A few years ago I had thoughts about porting the 6502 code to the PDP-11 and use the same
sort of ladder DAC. Not sure if the slimline 11/05 would be fast enough for anything too
high frequency, but if it was, the slimline 05's power supply could then temporarily
come out and be perhaps be powered off some beefy batteries in that space, along with a
small 1970s transistor amp and 1970s headphones topped off with a leather shoulder strap
to lug it around like a giant Walkman.
Speaking of old computerized music playing technology, there are two from the PLATO system
at the University of Illinois that are perhaps the earliest of all in their category and
not all that well known.
The first of the two is the GSW (Gooch Synthetic Woodwind), which is a four voice, 7
levels per voice, square wave synthesizer. It's fully documented in Sherwin's US
patent 4,206,675. That one was attached to the auxiliary device port of a PLATO terminal
and driven from the host computer, at 1200 bps. It worked quite well for playing music
and was widely used for music education. It's a very simple device as you can see
from the full schematics (which are, surprisingly, given in the patent). That patent was
filed in 1977 but the invention is somewhat older, perhaps 1975 or 1976.
The followon to that is the GCS (Gooch Cybernetic Synthesizer), unfortunately not well
documented. That's a 16 voice programmable waveform (256 words by 16 bits per voice),
more levels (256?), driven as a peripheral off the 8080-based "programmable PLATO
terminal" from a program running in that terminal. So the musical score level
definition of what to play still came from the host, still at 1200 bps, but the
attack/decay etc. shaping would happen in the terminal. That one was a bit of an
electrical muddle, with memory, logic, and D/A per voice followed by a 16 input combiner.
Getting the analog parts to work right was a hairy task with far too many trimpots.
Sherwin vowed that any followup would be digital all the way to one final D/A, which of
course later became the answer in the PC sound cards, but if he did that it was after I
left.

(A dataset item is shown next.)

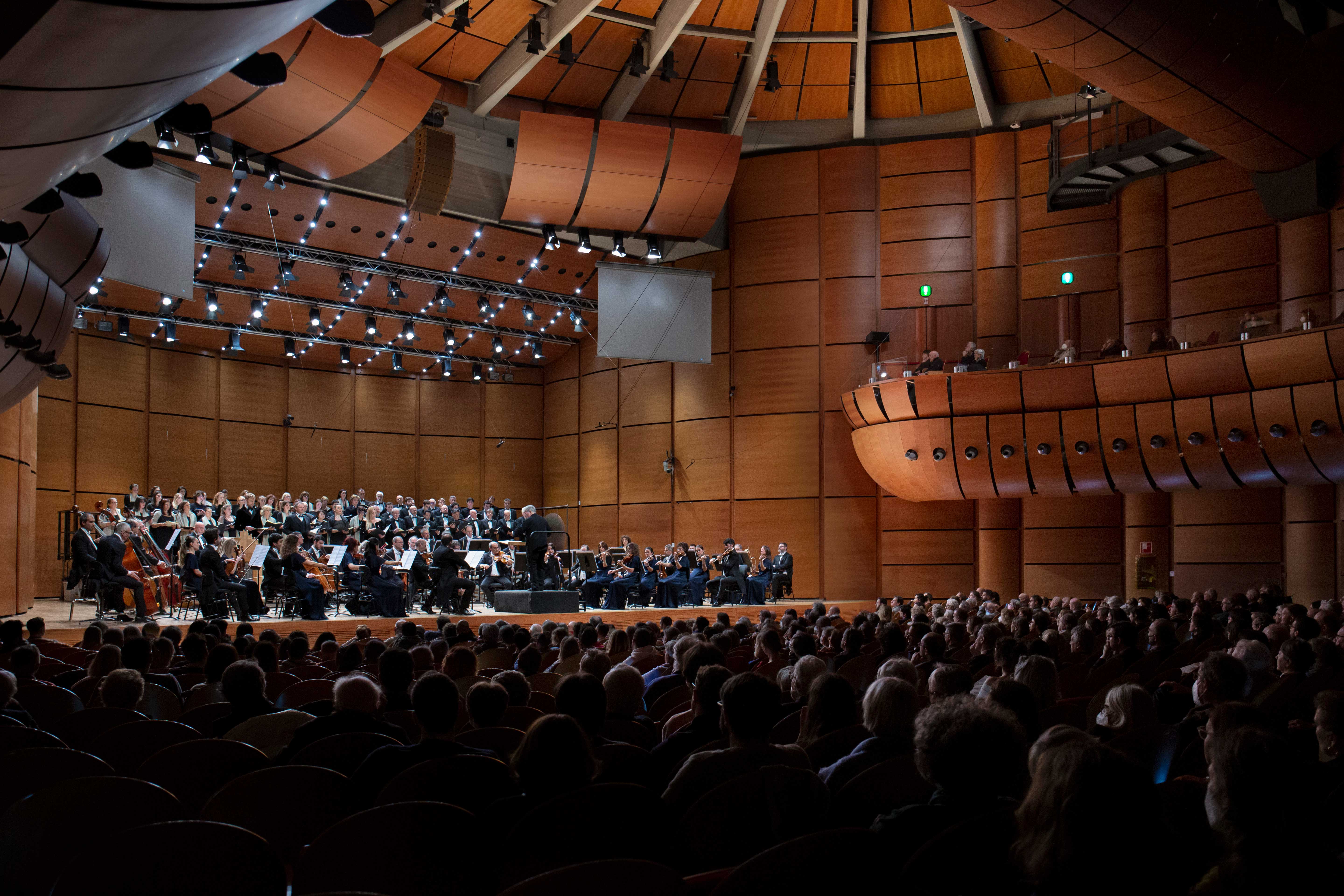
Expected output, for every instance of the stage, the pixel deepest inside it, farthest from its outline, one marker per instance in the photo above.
(72, 630)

The GCS was built around 1977. There were some interesting related pieces of work,
such as a speed-sensing piano keyboard (so unlike an electronic organ you could have
dynamics, exactly as on a piano), a music editing system with a score printing program to
print on a dot matric (electrostatic) printer, and some other stuff.
I'm not sure if the GCS is the earliest fully programmable waveform digital music
synthesizer, but if not it is close.